Il senso del naufragio è avvolto nel bianco del sale. Un colore purissimo e sacro, che allude al silenzio: alla voce che cessa dopo il dolore. Si compie un prodigio: quasi per incanto, la Montagna riesce a farsi scultura metafisica, espressione di uno slancio mistico. Tomba laica, che indica una pausa, una sospensione nel paesaggio urbano. Intorno, c'è la folla: ci siamo noi, ci sono i suoni, i commenti, il caos della quotidianità. Al centro, c'è una tholos intemporale, costellata di epifanie improvvise, sistemata nel cuore di Milano, avvolta in una magia difficile da sfiorare.

Un segno plastico, capace di imporsi con elegante potenza e, insieme, con immediatezza.

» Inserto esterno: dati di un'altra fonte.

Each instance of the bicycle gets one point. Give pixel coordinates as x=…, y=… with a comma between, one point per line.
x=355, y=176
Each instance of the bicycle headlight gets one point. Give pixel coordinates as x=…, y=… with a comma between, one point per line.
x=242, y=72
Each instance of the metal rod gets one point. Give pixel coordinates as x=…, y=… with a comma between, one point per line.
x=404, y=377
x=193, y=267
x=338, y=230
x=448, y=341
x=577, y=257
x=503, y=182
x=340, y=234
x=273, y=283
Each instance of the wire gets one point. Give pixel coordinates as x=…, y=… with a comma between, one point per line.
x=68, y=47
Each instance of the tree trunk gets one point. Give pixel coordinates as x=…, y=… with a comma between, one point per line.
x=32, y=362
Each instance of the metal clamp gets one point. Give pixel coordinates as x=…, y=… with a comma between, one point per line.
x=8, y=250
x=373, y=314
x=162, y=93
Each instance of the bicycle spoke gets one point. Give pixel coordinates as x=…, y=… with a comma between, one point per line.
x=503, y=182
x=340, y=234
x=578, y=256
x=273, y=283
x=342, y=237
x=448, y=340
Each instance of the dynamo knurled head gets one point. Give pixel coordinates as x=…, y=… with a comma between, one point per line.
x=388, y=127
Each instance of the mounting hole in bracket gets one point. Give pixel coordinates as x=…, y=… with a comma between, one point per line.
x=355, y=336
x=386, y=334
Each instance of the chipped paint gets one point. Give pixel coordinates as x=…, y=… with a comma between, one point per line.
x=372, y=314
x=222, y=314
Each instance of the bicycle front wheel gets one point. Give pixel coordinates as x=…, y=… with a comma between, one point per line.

Un segno che sa saldare classicità e contemporaneità: gusto per il ritorno sui sentieri della memoria e sensibilità pop. Perché, pur attraversata da riferimenti colti, la Montagna del Sale è innanzitutto questo: un meraviglioso monumento popolare. Che ci induce a riflettere su un tema molto delicato: contrariamente a quanto spesso si ritiene, anche i linguaggi artistici della nostra epoca possono ancora comunicare, parlare, emozionare.